Alexandre Saadeh, coordenador do Ambulatório Transdisciplinar de Identidade de Gênero e Orientação Sexual (AMTIGOS), do Instituto de Psiquiatria da Faculdade de Medicina da USP, responde questões sobre o processo de descoberta da transgeneridade das crianças:

CRESCER: Como diferenciar a simples preferência por certos brinquedos de uma possível transgeneridade na infância?
Alexandre Saadeh: Na transexualidade, o fenômeno começa cedo na infância e se manifesta independente do momento em si. Ele está o tempo todo presente; diz respeito a quem é a criança, não guarda relação apenas com brincadeiras, mas sim revela quem a criança é; não apenas com o que brinca. Mães são perspicazes em perceber essa diferença e muitas vezes acusadas indevidamente de “incentivar e favorecer” um comportamento anômalo. Elas só respeitam o que lhes é legítimo na solicitação da criança e tentam a todo custo evitar que ela sofra.

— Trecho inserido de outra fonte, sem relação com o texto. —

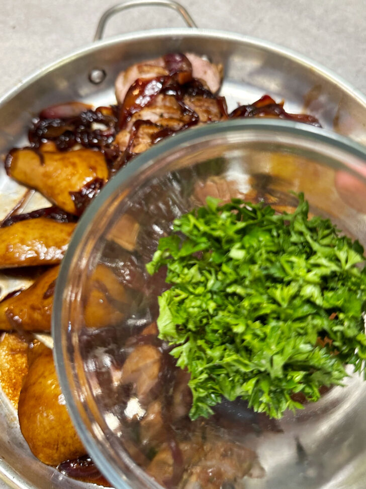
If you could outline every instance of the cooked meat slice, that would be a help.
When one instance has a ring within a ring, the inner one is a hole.
[[[0,268],[59,263],[75,226],[37,218],[0,228]]]
[[[161,415],[161,402],[153,401],[140,422],[140,438],[143,445],[156,447],[164,441],[165,430]]]
[[[124,214],[108,233],[107,239],[118,243],[129,251],[135,249],[140,225],[129,214]]]
[[[153,334],[154,336],[157,336],[158,332],[159,330],[157,329],[156,323],[154,321],[153,323],[151,323],[151,324],[147,326],[146,328],[144,328],[141,331],[141,334]]]
[[[113,272],[99,263],[90,277],[85,292],[84,320],[88,328],[103,328],[120,323],[124,317],[125,288]]]
[[[174,475],[177,473],[181,472],[185,466],[198,462],[204,455],[201,437],[197,437],[194,440],[180,442],[178,444],[177,448],[181,457],[179,464],[174,460],[171,448],[167,443],[164,443],[146,468],[147,473],[159,484],[172,485],[170,482],[173,477],[175,478]],[[175,486],[177,481],[174,482]],[[184,487],[184,486],[179,484],[179,487]]]
[[[177,370],[171,405],[173,421],[186,416],[190,412],[192,405],[192,391],[188,385],[190,378],[189,372],[181,369]]]
[[[162,128],[147,121],[139,124],[131,133],[125,130],[120,131],[117,135],[116,142],[121,151],[128,148],[131,153],[143,153],[152,146],[154,136]]]
[[[190,117],[182,113],[174,97],[159,94],[151,104],[133,114],[125,128],[130,129],[137,120],[149,120],[163,127],[178,129],[189,121]]]
[[[80,214],[79,200],[90,200],[93,182],[98,182],[100,187],[108,178],[104,156],[92,150],[63,153],[15,150],[7,162],[11,176],[72,214]]]
[[[3,301],[0,329],[50,331],[53,293],[59,266],[47,270],[28,289]]]
[[[130,354],[122,367],[122,383],[132,383],[141,404],[146,405],[151,391],[156,385],[161,363],[161,354],[150,344],[139,345]]]
[[[216,99],[209,99],[200,95],[186,95],[185,103],[198,115],[201,122],[212,122],[220,120],[222,114]]]
[[[150,79],[169,75],[165,67],[165,62],[161,57],[155,59],[136,63],[125,71],[121,72],[115,82],[116,98],[119,104],[122,104],[131,86],[138,79]]]
[[[114,142],[121,151],[124,151],[128,146],[130,137],[130,131],[126,129],[123,129],[117,133]]]
[[[205,453],[192,465],[179,487],[220,489],[248,474],[257,460],[255,453],[242,445],[217,439],[204,445]]]
[[[222,66],[214,64],[194,53],[185,53],[192,65],[192,76],[203,82],[213,93],[219,91],[222,79]]]
[[[137,63],[121,72],[115,84],[117,102],[123,104],[129,89],[138,79],[151,79],[180,72],[189,74],[190,77],[191,71],[192,76],[202,82],[213,93],[219,90],[222,78],[221,65],[214,64],[193,53],[186,53],[185,56],[170,54]],[[188,79],[186,76],[181,80],[178,78],[178,80],[184,83]]]
[[[52,350],[42,343],[34,347],[19,397],[19,424],[36,457],[57,465],[86,452],[67,412]]]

CRESCER: Existe uma idade comum para que a criança dê sinais?
A.S.: O frequente é que se inicie por volta dos 2 a 4 anos (pode ser mais cedo ou mais tarde), quando o sistema neurológico está mais maduro e há a presença da consciência e, portanto, da identidade na criança. Nesse período, os pais podem perceber, por exemplo, meninos usando panos na cabeça para simular cabelos longos, e meninas recusando-se a usar vestidos. É fundamental ressaltar, no entanto, que comportamentos “cross-gender” são importantes, mas não fazem o diagnóstico. O importante é a persistência. Se um menino brinca de boneca uma vez, por exemplo, isso não significa nada, mas se ele insistentemente demonstra afeição por características tidas como femininas, a exemplo da Agatha, a percepção é outra.

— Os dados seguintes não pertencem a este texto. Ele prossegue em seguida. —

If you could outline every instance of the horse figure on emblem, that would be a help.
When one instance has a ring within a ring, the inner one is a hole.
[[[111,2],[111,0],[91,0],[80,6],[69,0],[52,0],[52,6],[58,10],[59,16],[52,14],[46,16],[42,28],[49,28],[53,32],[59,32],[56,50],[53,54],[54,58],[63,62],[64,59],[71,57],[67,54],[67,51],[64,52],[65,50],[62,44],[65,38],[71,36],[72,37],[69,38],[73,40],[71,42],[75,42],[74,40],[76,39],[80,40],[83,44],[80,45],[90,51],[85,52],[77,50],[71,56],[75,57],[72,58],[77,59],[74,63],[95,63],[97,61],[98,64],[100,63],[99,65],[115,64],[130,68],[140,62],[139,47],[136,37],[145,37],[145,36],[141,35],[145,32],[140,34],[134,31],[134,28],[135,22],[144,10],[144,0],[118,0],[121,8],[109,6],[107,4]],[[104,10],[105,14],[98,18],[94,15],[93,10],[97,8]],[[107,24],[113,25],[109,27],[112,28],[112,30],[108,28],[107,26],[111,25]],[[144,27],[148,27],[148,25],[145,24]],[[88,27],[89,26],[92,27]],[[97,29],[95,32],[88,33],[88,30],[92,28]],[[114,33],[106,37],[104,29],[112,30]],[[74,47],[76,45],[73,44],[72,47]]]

CRESCER: O que os pais devem fazer, caso notem esses comportamentos?
A.S.: Reconhecer que isso existe é o primeiro passo. Perceber se o comportamento e a maneira de se revelar é compatível ou não com o padrão do sexo em que nasceu. Se é algo que é estável e está presente o tempo todo da vida da criança, vale a pena buscar um especialista.

Muita calma nessa hora…

Não tenha medo do assunto, busque informações. Há uma série de materiais disponíveis sobre o tema, a exemplo do livro e Instagram Minha Criança Trans? (@minhacriancatrans), de Thamirys Nunes, e os perfis de educadores como Jonas Maria (@jonasmariaa) e Helena Vieira (@helena.vieiras).

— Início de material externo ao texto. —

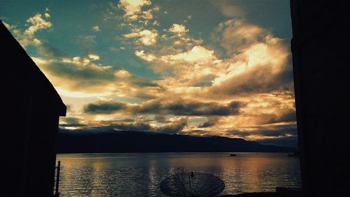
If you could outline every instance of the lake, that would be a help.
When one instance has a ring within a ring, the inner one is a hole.
[[[220,194],[301,187],[299,159],[286,153],[59,154],[61,196],[164,196],[159,185],[177,173],[222,179]]]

Considere a ajuda de profissionais especializados em gênero e sexualidade, a exemplo do AMTIGOS da USP. Nem todo profissional domina o assunto, que é cercado por tabus e moralismo. Uma orientação errada pode trazer sofrimento e atraso.

Busque outras pessoas que estão passando pelo mesmo. O coletivo Minha Criança Trans, a Aliança Nacional LGBTI e a Associação Brasileira de Famílias Homotransafetivas (ABRAFH) podem ser um bom ponto inicial de conversa.

Lembre-se de que não existem regras. Cada criança tem um processo de desenvolvimento diferente, evite comparações. Atente-se ao processo dela.